I’m in the middle. And when I tell you why, I hope you see the wisdom of why you should join me there, too.
Before we begin, a small but relevant preamble to explain who else is sitting in the audience today.
Seems lots of Americans are worrying a blue streak, even though we’re told by the media that “all is copacetic” in the land of milk and honey — unless, of course, you’re lactose intolerant and a diabetic.
Through the first half of the year, the metals department for a $24 billion U.S. bank was a net seller of gold, as everyday investors reduced their gold holdings. But since mid-June, sales of allocated gold (physical gold the bank holds in your name) is up 142%. Unallocated gold (physical gold held in a pool rather than in your name) is up 154%.
The U.S. Mint has similar interest. Gold coin sales during the third quarter tripled to more than 322,000 ounces from a year ago. Sitting nearby are some Austrians, Brits and Germans, all rubbing their own worry stones, too, as all three countries report significantly higher sales of local sovereign gold coins. Meanwhile, Australia’s Perth Mint is seeing robust demand, particularly in one-kilo gold bars that are hugely popular imports in China, India and Thailand.
Someone — actually, a lot of someones around the world — has it figured out.
They know the world is not in a good way.
The World Needs a Crisis
Seven years on from the worst financial calamity since the Great Depression and not a helluva lot has really changed for the better. The world’s most important countries are deeper in debt. The world’s most important consumer populations are deeper in debt. The too-big-to-fail banks are bigger, so we know that moral hazard is now bigger since governments can never let those banks fail.
Meanwhile, the world’s politicians — led by the dysfunctional band of mental midgets in D.C. — have done little to improve the lot of the common man or manage well the treasuries those politicians control. And instead of prescribing a financial enema to allow the world economy to purge its collected refuse, global central bankers have been stuffing the world economy with sweets and high-calorie junk food (quantitative easing and other such monetary gerrymanders) in order to induce a sugar high to make us all think life really is better than it was back in 2008.
Of course, it’s not. It’s a good bit riskier than it was back then, which is why physical gold is such a necessary component of any collection of financial assets.
See, a reckoning is coming. It has to. A crisis is the only catharsis to a world addled by excessive debts at every level of society. The pain will surpass 2008.
The problem, however, isn’t leading the horse to water or getting him to drink.
It’s getting the horse to recognize he’s thirsty in the first place.
Gold Is More Than an Investment
Buying gold for its investment merits is like buying a car because it’s a great place to listen to music.
Cars are not useful because they play music, and gold is not useful because it’s an investment.
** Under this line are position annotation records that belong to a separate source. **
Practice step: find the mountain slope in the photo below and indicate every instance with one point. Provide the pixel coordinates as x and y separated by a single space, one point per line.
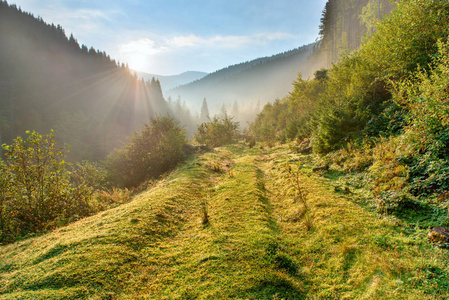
48 81
248 82
259 243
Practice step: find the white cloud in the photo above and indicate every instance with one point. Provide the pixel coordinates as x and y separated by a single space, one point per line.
159 44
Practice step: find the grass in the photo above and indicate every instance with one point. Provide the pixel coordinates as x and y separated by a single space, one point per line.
157 247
Gold is useful because it’s governmental insurance.
Government is, quite simply, overrun by stupidity. People who run for office are never the best and the brightest. They are the narcissists who think they have the answers, who like attention from the public, and who need a way to make an easy living since there are not enough circuses and rodeos in need of clowns. These people make big-dollar financial decisions that impact us and the world … and the vast majority haven’t the skillset or the training to do so.
They’ve built up too much debt in the world. That debt, in turn, impacts the ability of central bankers —many of whom are smart — to do their jobs properly. They’re left to manipulate monetary policy and markets in order to save the world from what politicians have created.
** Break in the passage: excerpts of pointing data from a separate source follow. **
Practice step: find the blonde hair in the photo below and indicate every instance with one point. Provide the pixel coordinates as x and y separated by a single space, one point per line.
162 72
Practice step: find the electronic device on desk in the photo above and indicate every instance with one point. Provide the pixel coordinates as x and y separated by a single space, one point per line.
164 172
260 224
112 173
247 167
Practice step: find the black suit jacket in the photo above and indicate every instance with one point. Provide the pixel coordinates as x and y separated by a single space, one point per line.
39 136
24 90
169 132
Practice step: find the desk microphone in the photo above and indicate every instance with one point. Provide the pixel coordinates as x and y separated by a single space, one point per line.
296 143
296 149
This won’t go on forever. At some point, a crisis must happen to relieve the pressures that have built up. And in every crisis throughout history, gold has played a role.
It has risen in value to protect purchasing power.
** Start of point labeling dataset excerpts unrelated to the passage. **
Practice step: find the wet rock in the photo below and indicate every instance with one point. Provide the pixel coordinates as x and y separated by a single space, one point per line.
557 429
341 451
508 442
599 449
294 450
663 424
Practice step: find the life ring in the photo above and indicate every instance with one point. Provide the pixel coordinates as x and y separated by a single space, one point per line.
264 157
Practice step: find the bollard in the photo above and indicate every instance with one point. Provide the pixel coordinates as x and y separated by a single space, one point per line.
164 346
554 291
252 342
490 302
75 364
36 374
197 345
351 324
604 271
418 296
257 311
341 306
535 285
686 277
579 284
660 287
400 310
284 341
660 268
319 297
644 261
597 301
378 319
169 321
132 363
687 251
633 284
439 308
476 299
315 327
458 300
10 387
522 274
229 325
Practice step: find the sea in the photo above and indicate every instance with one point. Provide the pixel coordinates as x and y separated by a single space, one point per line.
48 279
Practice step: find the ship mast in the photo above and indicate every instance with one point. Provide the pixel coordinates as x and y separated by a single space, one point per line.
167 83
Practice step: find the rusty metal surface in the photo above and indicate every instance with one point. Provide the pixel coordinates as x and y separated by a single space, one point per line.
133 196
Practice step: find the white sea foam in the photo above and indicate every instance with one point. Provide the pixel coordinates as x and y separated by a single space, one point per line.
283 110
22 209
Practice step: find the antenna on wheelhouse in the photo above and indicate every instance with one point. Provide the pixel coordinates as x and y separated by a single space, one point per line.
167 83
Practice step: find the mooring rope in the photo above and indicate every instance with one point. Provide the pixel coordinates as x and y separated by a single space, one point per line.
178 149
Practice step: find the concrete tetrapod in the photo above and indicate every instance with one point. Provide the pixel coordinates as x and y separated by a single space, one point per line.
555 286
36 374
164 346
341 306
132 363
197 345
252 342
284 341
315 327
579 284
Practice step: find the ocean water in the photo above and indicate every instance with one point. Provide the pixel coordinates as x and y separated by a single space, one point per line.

It will do so again. Even a 21st century financial system is not so different that gold’s role as currency insurance of last resort will be diminished. In the right moment — in a debt-fueled currency crisis — gold will shine just as bright as it always has in moments of total global chaos.
That’s the path we’re on. And there are no exit ramps.
You can buy gold now at cheap prices and prepare for the future. Or you can decide gold is dead … and even then you’re still preparing for the future — just in the wrong way.
The race doesn’t always go to the swiftest but the surest of foot.